The Other Tobacco Operations segment operating income declined by $2.6 million for the quarter and $11.4 million for the nine months, compared with the same periods in the previous fiscal year. The declines in both periods were driven mainly by lower results in the dark tobacco operations on reduced volumes and margins, reflecting weaker domestic retail markets, as well as the effects of last year’s severe weather-related crop damage in Indonesia. Results from the oriental tobacco joint venture improved for the quarter on the absence of one-time charges for business realignment taken in the same period last year. However, joint venture results were down for the nine months, partly due to reduced volumes from shipments delayed into the fourth quarter, as well as lower margins, which were also affected by inventory writedowns. Revenues for this segment decreased for the quarter by $24.4 million, or 42%, as a result of the transfer of some business from the just-in-time Special Services group to the Other Regions segment, the timing of shipments of oriental tobaccos to the United States, and lower dark tobacco volumes. Similar factors influenced a $45.5 million drop in revenues for the nine-month period.

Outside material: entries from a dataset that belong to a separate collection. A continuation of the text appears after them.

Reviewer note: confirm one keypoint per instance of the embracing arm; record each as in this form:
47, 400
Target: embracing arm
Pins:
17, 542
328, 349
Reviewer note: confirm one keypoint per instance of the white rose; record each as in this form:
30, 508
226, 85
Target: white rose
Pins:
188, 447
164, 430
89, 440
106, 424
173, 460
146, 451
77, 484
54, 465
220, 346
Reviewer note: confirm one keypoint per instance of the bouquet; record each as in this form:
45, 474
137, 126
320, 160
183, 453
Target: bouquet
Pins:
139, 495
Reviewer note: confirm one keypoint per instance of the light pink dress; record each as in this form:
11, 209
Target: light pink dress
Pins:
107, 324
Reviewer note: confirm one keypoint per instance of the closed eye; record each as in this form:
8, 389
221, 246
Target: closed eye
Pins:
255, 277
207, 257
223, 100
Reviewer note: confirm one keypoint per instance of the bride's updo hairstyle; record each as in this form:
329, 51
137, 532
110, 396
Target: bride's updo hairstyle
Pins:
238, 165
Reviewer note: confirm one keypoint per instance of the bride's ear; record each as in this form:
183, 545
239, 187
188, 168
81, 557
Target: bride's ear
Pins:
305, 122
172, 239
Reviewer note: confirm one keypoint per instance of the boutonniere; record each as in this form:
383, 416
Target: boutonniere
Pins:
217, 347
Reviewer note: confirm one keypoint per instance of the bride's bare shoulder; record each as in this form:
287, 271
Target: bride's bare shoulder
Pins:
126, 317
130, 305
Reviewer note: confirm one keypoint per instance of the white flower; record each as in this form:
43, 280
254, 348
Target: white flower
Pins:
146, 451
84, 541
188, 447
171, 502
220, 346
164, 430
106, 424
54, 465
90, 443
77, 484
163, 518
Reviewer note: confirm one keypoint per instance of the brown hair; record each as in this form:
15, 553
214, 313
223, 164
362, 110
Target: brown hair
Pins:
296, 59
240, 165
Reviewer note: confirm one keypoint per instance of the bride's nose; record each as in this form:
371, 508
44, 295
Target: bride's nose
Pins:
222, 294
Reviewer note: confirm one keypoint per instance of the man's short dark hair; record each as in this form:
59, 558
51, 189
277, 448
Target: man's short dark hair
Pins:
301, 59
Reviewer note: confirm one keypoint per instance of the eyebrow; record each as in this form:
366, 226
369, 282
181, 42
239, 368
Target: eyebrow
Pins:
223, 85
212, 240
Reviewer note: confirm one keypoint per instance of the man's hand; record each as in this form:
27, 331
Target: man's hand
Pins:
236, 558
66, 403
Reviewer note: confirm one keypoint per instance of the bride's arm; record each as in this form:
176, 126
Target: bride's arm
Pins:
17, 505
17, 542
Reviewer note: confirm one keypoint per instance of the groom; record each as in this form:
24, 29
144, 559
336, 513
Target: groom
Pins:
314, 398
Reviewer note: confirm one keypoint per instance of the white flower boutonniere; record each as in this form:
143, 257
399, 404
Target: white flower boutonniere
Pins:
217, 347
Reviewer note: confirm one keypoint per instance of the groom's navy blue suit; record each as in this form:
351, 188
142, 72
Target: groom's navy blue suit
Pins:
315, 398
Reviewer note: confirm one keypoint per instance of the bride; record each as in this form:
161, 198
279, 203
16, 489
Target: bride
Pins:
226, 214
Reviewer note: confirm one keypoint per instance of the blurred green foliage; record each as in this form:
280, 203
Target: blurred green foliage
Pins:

The consolidated effective income tax rates on pretax earnings were approximately 30% and 41% for the quarter and nine months ended December 31, 2011. The rate for the nine-month period was significantly higher than normal because we did not record an income tax benefit on the non-deductible fine portion of the charge recorded in September 2011 for the European Commission fine and interest in Italy. Without that item, the effective income tax rate would have been approximately 29% for the nine months. That rate and the effective rate for the quarter were lower than the 35% federal statutory rate primarily due to the effect of exchange rate changes on deferred income taxes of certain foreign subsidiaries and to recoveries of prior year state income taxes. The effective income tax rates for the quarter and nine months ended December 31, 2010, were approximately 29% and 30%, respectively. Those rates were lower than the 35% U.S. federal statutory rate primarily due to the recognition of foreign tax credits.